Crisis communications – preparing and managing for a terrorist attack

The UK government and Chartered Institute of Public Relations (CIPR) have partnered to create a new guide to Crisis Management for Terrorist Related Events. It is published by the Centre for the Protection of National Infrastructure (CPNI) and contains a communications toolkit designed to help public relations professionals mitigate the harmful effects of terrorist incidents on brands, businesses and communities.

It is intended to provide best practice guidance on the preparation and management of communications when faced with threats from ‘hostile actors’.

The guidance encourages professionals to be wary of the diverse threats facing organisations; from left and right wing terrorism to cyber crime and hacktivism.

I’ve worked with both local authorities and businesses to help them include terrorist threats in their crisis communications planning so I can see the value of this new guide.
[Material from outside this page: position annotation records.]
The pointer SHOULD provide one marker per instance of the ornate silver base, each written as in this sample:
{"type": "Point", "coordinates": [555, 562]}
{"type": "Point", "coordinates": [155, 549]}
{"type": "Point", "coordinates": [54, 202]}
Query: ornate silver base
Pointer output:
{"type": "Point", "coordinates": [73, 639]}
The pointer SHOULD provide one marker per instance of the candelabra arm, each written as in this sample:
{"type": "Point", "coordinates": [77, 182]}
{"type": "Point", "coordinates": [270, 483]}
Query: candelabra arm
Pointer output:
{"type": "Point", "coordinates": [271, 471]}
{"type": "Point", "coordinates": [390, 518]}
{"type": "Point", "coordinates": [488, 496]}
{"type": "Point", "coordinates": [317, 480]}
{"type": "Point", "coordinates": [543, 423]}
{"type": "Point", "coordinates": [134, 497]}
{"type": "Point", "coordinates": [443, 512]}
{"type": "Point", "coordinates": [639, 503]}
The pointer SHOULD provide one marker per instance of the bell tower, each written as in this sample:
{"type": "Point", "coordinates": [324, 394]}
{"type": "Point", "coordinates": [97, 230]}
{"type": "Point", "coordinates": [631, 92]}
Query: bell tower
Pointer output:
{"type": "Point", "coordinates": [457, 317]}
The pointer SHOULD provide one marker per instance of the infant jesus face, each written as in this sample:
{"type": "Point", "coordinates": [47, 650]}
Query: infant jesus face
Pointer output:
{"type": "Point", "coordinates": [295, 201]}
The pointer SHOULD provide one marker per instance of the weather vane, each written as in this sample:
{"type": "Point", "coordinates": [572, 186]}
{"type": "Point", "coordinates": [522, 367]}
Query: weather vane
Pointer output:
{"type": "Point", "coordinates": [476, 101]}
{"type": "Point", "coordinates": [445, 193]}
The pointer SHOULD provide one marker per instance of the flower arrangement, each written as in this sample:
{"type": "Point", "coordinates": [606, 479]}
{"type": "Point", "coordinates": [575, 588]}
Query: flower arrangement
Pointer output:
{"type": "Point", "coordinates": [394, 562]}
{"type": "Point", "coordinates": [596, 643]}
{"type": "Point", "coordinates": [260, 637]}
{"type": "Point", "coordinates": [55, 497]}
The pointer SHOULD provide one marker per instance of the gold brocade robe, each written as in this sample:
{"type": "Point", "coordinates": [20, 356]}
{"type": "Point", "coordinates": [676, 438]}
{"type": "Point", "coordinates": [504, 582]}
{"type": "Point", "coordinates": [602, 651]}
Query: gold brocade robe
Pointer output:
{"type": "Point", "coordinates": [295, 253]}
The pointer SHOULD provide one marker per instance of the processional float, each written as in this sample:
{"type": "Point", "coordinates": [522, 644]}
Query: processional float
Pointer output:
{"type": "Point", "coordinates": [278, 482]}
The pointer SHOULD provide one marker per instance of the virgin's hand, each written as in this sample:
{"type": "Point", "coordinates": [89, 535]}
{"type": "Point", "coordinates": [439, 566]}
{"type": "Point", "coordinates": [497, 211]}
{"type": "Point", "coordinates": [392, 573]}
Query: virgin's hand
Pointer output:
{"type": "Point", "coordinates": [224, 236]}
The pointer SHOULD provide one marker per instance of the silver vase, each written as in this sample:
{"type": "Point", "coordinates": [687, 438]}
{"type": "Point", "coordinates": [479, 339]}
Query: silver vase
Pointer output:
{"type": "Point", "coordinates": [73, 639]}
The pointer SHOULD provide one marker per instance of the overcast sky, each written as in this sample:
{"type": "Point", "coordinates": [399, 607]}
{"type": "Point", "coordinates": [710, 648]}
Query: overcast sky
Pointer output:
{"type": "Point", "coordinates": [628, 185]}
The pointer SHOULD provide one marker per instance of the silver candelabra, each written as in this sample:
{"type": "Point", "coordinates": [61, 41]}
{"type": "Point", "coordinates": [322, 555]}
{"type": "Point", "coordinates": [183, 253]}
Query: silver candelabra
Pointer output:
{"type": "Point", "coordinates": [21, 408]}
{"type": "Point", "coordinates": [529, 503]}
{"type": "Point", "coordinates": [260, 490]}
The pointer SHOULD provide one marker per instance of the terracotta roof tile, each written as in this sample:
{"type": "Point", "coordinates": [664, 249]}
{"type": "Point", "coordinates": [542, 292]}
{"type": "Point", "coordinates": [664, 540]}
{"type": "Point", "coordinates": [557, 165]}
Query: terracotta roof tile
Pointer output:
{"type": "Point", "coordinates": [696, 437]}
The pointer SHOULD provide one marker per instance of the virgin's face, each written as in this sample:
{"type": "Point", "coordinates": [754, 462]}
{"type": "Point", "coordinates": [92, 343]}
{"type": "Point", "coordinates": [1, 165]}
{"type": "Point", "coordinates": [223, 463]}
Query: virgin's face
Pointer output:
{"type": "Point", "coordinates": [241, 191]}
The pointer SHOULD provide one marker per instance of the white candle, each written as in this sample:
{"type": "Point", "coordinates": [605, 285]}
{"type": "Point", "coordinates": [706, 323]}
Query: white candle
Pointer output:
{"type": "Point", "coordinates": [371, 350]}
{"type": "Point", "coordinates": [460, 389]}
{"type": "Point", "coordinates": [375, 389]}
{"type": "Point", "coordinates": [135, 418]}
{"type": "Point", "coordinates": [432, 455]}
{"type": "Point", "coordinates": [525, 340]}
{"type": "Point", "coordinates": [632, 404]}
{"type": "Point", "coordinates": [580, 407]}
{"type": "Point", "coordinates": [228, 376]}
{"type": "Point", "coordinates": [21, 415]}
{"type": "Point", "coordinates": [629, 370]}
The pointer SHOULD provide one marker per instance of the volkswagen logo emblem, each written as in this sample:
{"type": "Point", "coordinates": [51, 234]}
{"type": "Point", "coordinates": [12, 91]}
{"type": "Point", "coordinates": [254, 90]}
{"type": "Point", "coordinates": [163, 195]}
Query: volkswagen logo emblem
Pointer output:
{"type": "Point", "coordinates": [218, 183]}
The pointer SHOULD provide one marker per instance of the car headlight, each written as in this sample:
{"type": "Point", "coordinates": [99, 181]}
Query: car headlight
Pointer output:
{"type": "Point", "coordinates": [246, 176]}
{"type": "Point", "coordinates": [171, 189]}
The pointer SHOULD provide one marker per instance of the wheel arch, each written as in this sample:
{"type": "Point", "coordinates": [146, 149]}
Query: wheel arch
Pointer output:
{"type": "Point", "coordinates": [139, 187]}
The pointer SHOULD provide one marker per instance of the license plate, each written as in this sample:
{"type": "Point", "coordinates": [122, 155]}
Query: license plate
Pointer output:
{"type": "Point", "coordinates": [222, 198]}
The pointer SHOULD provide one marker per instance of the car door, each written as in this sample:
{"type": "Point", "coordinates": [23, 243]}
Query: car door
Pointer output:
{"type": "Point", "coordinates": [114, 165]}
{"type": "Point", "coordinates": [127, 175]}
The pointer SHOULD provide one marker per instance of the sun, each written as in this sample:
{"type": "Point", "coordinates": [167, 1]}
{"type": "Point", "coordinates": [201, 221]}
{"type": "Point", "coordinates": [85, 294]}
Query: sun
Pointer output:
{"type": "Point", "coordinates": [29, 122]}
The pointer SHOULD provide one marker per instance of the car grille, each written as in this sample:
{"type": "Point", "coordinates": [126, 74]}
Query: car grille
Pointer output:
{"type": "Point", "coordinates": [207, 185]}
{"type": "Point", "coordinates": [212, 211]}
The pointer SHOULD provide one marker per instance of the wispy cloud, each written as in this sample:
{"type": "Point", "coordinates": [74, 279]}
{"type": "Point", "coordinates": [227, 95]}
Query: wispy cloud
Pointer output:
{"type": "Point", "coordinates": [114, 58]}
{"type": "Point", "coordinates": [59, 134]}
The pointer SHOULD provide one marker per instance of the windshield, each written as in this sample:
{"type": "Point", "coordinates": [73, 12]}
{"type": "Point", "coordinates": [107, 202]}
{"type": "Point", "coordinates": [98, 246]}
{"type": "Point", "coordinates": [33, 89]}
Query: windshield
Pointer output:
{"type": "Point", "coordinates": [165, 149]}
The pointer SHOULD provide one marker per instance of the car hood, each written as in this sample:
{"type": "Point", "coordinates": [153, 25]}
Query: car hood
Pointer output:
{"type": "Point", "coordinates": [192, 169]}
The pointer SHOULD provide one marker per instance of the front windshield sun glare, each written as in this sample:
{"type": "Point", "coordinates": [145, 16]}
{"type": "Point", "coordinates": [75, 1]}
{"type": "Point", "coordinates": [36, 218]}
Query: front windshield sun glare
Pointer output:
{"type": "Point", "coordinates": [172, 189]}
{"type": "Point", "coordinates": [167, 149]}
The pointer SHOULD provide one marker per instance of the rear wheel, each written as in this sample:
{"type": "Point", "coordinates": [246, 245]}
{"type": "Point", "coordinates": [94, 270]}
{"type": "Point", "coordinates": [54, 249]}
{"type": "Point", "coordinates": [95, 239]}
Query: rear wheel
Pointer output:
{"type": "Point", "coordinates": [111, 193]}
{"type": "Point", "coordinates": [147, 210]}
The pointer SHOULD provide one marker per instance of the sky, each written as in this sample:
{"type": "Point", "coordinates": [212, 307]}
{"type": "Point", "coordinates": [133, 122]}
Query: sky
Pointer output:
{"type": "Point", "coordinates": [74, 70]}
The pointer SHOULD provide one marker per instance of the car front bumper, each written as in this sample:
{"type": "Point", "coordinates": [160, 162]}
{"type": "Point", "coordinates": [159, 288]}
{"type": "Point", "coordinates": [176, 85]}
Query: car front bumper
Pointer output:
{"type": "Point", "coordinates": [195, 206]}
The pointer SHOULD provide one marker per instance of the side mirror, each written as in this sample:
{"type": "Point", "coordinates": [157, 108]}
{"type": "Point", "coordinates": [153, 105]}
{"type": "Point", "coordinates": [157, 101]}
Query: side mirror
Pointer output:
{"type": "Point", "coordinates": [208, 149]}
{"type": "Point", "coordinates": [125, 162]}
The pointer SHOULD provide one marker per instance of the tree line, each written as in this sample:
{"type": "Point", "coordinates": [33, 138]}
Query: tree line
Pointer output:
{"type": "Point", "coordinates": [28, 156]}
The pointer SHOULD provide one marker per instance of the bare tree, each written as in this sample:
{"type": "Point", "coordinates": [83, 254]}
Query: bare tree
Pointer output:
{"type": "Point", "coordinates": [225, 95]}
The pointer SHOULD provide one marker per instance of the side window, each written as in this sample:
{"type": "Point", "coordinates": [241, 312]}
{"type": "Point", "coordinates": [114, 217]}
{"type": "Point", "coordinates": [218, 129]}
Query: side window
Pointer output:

The most useful aspect isn’t so much the advice, but the fact that it’s informed by CPNI research based on interviews with 30 communications heads and security professionals from 24 organisations that have experienced a terrorist-related incident. 

The research found that the success of communication is often determined by the strength of security culture within the organisation. As a result, the guidance encourages PR professionals to align closely with the security function as part of crisis preparations.

The CPNI is the government authority for protective security advice to the UK national infrastructure. Its role is to protect national security by helping to reduce the vulnerability of the national infrastructure to terrorism and other threats. CPNI is accountable to the Director General of MI5. There are also other nationally important assets or events, including high-profile iconic targets, where impact of damage would be equally serious even though these do not deliver an essential service. CPNI’s advice delivery extends to help the protection of such assets and events.

Disclaimer – I am a non-executive board director of the CIPR and also deliver some of its training courses including Risk Issues Management and Crisis, and Creating your crisis communications plan. Through my own business Stuart Bruce Associates I also help commercial and public sector clients to develop and review crisis communications plans.